Probability Distributions in PyMC#

The most fundamental step in building Bayesian models is the specification of a full probability model for the problem at hand. This primarily involves assigning parametric statistical distributions to unknown quantities in the model, in addition to appropriate functional forms for likelihoods to represent the information from the data. To this end, PyMC includes a comprehensive set of pre-defined statistical distributions that can be used as model building blocks.

For example, if we wish to define a particular variable as having a normal prior, we can specify that using an instance of the Normal class.

with pm.Model():

    x = pm.Normal('x', mu=0, sigma=1)

A variable requires at least a name argument, and zero or more model parameters, depending on the distribution. Parameter names vary by distribution, using conventional names wherever possible. The example above defines a scalar variable. To make a vector-valued variable, a shape argument should be provided; for example, a 3x3 matrix of beta random variables could be defined with:

with pm.Model():

    p = pm.Beta('p', 1, 1, shape=(3, 3))

Probability distributions are all subclasses of Distribution, which in turn has two major subclasses: Discrete and Continuous. In terms of data types, a Continuous random variable is given whichever floating point type is defined by pytensor.config.floatX, while Discrete variables are given int16 types when pytensor.config.floatX is float32, and int64 otherwise.

All distributions in pm.distributions will have two important methods: random() and logp() with the following signatures:

class SomeDistribution(Continuous):

    def random(self, point=None, size=None):
        ...
        return random_samples

    def logp(self, value):
        ...
        return total_log_prob

PyMC expects the logp() method to return a log-probability evaluated at the passed value argument. This method is used internally by all of the inference methods to calculate the model log-probability that is used for fitting models. The random() method is used to simulate values from the variable, and is used internally for posterior predictive checks.

Custom distributions#

Despite the fact that PyMC ships with a large set of the most common probability distributions, some problems may require the use of functional forms that are less common, and not available in pm.distributions. One example of this is in survival analysis, where time-to-event data is modeled using probability densities that are designed to accommodate censored data.

An exponential survival function, where \(c=0\) denotes failure (or non-survival), is defined by:

\[\begin{split}f(c, t) = \left\{ \begin{array}{l} \exp(-\lambda t), \text{if c=1} \\ \lambda \exp(-\lambda t), \text{if c=0} \end{array} \right.\end{split}\]

Such a function can be implemented as a PyMC distribution by writing a function that specifies the log-probability, then passing that function as a keyword argument to the DensityDist function, which creates an instance of a PyMC distribution with the custom function as its log-probability.

For the exponential survival function, this is:

def logp(value, t, lam):
    return (value * log(lam) - lam * t).sum()

exp_surv = pm.DensityDist('exp_surv', t, lam, logp=logp, observed=failure)
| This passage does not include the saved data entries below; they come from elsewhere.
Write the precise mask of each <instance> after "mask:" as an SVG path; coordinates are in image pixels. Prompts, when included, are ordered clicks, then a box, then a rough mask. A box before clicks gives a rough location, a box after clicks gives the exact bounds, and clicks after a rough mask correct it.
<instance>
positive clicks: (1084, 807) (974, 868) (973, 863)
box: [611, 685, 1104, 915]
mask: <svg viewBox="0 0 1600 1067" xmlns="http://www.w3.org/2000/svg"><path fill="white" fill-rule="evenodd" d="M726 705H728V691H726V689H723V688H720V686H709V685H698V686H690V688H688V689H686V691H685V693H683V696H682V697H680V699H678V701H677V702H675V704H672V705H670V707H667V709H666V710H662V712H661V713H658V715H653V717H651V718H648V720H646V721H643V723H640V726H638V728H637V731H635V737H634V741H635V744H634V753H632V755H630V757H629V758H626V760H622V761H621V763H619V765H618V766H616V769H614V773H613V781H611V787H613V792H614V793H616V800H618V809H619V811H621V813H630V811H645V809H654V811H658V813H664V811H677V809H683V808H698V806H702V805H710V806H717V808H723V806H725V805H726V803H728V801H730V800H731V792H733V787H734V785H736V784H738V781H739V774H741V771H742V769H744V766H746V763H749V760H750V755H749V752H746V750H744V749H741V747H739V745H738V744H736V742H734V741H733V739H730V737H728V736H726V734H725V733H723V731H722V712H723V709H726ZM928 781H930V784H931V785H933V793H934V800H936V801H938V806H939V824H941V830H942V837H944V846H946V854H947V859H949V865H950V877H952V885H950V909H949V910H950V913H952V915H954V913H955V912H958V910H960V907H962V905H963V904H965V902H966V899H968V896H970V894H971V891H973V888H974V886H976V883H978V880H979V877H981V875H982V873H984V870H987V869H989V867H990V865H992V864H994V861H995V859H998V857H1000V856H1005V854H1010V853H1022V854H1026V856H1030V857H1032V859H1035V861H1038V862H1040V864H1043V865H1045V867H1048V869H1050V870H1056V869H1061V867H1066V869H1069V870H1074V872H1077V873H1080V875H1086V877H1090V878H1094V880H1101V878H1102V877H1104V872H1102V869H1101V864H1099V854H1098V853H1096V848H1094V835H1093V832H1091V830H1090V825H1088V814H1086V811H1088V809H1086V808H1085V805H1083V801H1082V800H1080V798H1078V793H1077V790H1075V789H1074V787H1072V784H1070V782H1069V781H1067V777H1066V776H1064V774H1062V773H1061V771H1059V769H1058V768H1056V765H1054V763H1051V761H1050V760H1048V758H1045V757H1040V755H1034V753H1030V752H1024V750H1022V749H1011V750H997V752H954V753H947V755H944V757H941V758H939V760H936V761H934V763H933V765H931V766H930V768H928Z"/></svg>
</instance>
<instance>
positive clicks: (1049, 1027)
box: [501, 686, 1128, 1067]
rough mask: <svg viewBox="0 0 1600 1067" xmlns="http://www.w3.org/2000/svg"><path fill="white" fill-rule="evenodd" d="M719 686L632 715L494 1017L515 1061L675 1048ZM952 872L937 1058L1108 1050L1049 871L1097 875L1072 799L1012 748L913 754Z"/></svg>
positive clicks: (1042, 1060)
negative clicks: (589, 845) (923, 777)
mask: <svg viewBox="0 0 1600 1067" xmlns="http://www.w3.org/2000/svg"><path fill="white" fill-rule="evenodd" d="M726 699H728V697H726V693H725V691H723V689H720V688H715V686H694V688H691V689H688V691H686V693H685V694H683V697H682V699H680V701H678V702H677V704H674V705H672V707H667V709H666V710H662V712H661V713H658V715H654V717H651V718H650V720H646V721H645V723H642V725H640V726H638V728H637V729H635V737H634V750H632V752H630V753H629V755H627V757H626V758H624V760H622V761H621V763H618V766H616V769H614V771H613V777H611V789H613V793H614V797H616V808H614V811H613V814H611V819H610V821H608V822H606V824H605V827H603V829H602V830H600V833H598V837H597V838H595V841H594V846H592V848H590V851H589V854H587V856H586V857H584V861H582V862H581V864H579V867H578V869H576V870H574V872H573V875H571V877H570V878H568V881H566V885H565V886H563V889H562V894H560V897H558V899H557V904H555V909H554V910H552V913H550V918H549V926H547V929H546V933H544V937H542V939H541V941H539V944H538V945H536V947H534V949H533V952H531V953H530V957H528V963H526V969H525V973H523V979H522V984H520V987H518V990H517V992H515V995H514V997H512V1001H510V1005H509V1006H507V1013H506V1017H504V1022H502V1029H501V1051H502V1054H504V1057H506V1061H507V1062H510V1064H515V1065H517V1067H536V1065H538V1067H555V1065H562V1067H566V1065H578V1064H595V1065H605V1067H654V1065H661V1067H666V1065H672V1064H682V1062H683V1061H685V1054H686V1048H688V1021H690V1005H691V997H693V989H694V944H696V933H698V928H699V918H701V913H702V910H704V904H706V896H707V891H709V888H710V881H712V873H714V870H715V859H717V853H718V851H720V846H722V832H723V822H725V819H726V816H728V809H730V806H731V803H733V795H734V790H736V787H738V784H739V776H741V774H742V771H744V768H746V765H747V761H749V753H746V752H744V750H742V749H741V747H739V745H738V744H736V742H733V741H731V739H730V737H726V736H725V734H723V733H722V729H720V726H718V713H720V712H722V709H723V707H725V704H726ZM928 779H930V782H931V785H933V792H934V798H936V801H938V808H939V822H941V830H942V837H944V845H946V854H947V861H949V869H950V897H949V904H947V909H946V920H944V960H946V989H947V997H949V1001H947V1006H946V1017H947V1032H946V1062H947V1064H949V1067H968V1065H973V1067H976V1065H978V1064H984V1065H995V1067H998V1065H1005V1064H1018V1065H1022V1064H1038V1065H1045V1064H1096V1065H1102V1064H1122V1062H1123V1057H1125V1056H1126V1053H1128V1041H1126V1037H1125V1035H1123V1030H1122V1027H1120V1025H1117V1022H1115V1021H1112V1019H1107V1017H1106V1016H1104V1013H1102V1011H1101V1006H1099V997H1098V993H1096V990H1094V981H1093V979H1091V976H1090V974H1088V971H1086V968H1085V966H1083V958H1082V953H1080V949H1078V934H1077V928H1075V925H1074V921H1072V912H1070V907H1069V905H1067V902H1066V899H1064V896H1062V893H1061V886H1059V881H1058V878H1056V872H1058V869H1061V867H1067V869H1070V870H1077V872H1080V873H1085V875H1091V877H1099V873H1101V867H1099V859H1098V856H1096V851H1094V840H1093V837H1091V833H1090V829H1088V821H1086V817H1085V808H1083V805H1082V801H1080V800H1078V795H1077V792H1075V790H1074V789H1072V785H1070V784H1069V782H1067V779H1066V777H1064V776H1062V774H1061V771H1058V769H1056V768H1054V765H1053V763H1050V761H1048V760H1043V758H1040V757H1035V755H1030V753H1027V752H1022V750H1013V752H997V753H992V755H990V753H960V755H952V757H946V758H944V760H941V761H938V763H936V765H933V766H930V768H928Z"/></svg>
Similarly, if a random number generator is required, a function returning random numbers corresponding to the probability distribution can be passed as the random argument.

Using PyMC distributions without a Model#

Distribution objects, as we have defined them so far, are only usable inside of a Model context. If they are created outside of the model context manager, it raises an error.

y = Binomial('y', n=10, p=0.5)

TypeError: No context on context stack

This is because the distribution classes are designed to integrate themselves automatically inside of a PyMC model. When a model cannot be found, it fails. However, each Distribution has a dist class method that returns a stripped-down distribution object that can be used outside of a PyMC model.

For example, a standalone binomial distribution can be created by:

y = pm.Binomial.dist(n=10, p=0.5)

This allows for probabilities to be calculated and random numbers to be drawn.

>>> y.logp(4).eval()
array(-1.5843639373779297, dtype=float32)

>>> y.random(size=3)
array([5, 4, 3])

Auto-transformation#

To aid efficient MCMC sampling, any continuous variables that are constrained to a sub-interval of the real line are automatically transformed so that their support is unconstrained. This frees sampling algorithms from having to deal with boundary constraints.

For example, the gamma distribution is positive-valued. If we define one for a model:

with pm.Model() as model:
    g = pm.Gamma('g', 1, 1)

We notice a modified variable inside the model value_vars attribute. These variables represent the values of each random variable in the model’s log-likelihood.

>>> model.value_vars
[g_log__]

As the name suggests, the variable g has been log-transformed, and this is the space over which posterior sampling takes place.

The value of the transformed variable is simply back-transformed when a sample is drawn in order to recover the original variable.

By default, auto-transformed variables are ignored when summarizing and plotting model output.